The 50/50 Rule (How to Retain And Remember 90% of Everything You Learn)

Learning comes down to two things: repetition, and connecting new information to existing knowledge.

The ultimate aim of learning is to apply what you learn when it matters.

Information is easy to access when there are many strong pathways to that information.

That means you need to think about something often enough to build strong connections to it in your brain.

It makes retrieving/remembering easier.

Think about something often enough and its recall can become automatic.

Everything you learn is not necessarily lost, but sometimes it becomes harder to find if you don’t remember it enough or build better pathways to that information.

Proper encoding of knowledge in your brain can often require multiple uses of the information over a few days.

The 50/50 rule

The person who says he knows what he thinks but cannot express it usually does not know what he thinks. — Mortimer Adler

A better way to learn, process, retain and remember information is to learn half the time and share half the time.

Learn for 50% of the time and explain what you learn for 50% of the time.

Example, instead of completing a book, aim to read 50 percent and try recalling, sharing, or writing down the key ideas you have learned before proceeding.

You could even apply it to the chapters instead of the whole book.

The 50/50 learning method works really well if you aim to retain most of what are learning.

The mind is like a muscle.

The more it’s exercised, the better it gets and the stronger it becomes.

“Use it or lose it” very much applies to the mind.

For thousands of years, people have known that the best way to understand a concept is to explain it to someone else.

“While we teach, we learn,” said the Roman philosopher Seneca.

Your ideas will never be more effective than your ability to make others grasp them.

According to research, learners retain approximately 90% of what they learn when they explain/teach the concept to someone else, or use it immediately.

When you share, you remember better.
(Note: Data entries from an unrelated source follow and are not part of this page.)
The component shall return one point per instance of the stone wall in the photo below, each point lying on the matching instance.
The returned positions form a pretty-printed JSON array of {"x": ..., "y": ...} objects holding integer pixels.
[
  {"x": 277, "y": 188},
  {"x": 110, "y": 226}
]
It challenges your understanding and forces you to think. So, if nothing else, teach others for your own sake.

Don’t worry about whether you’ve hit “expert” status yet, or how big (or small) your audience is.

You don’t even need an audience to use this method.

Even if you have an audience of zero, you can start blogging about new ideas you come across.

You could start a podcast, create a video and share the knowledge you’re learning on YouTube.

You’ll reap the benefits in your own learning progress, whether you’re helping others (yet) or not.

Focus on what you are learning right now and how you can share those lessons in a way that will help others or yourself.

I use this method to write everyday.

And I share most of what I learn. This approach has a lot in common with the Feynman technique:

Learn by teaching someone else a topic in simple terms so you can quickly pinpoint the holes in your knowledge.

It’s a mental model coined by Nobel-prize winning physicist Richard Feynman.

Known as the “Great Explainer,” Feynman was revered for his ability to clearly illustrate dense topics like quantum physics for virtually anybody.

The Feynman Technique is laid out clearly in James Gleick’s biography, Genius: The Life and Science of Richard Feynman.

Force yourself to recall by writing your own summaries/bullet points

Writing down what you learn every now and then has proven to be a great way to cement new knowledge in your mind.

Every time you learn something new, read a chapter of your favourite book or listen to something life-changing, take a quick second to jot down what you remember.

An even better approach is to force yourself to jot something down when you are halfway through the content.

Psychologists call it the “testing effect”.

When you keep trying to remember a piece of information, you interrupt the forgetting process and help cement the memory of that information into your brain.

In his book, The Little Book of Talent: 52 Tips for Improving Your Skills, Daniel Coyle explains:

“Research shows that people who follow strategy B [read ten pages at once, then close the book and write a one page summary] remember 50 percent more material over the long term than people who follow strategy A [read ten pages four times in a row and try to memorize them]. This is because of one of deep practice’s most fundamental rules: Learning is reaching. Passively reading a book — a relatively effortless process, letting the words wash over you like a warm bath — doesn’t put you in the sweet spot. Less reaching equals less learning.”

On the other hand, closing the book and writing a summary forces you to figure out the key points (one set of reaches), process and organize those ideas so they make sense (more reaches), and write them on the page (still more reaches, along with repetition). The equation is always the same: More reaching equals more learning.

And for better results when you choose to write your own summaries, use the good old pen and notebook.

Researchers say using pen and paper creates a stronger cognitive link to the material than merely typing because typing happens far too quickly for retention to take place.

In one study, researchers asked university students to take notes while watching TED talks.

They found out later that students who had used laptops performed worse on conceptual questions, even though they had been able to write down more words than those who took notes by hand.

So if you’re trying to remember what you read or if your goal is to fully comprehend and remember what you are learning, you’ll be better off using a notebook and pen.

And you can always go back to the source content to read more or refresh your mind if you forget.

If you want to retain even the simplest concepts, it pays to explain it to your audience, share it with someone else, write it down, or start a discussion about it.

The ultimate test of your knowledge is your capacity to transfer it to another.

You can apply the 50/50 rule in all fields of learning.

Not only is this a wonderful recipe for learning but it’s also a different way of thinking that can help you understand ideas better.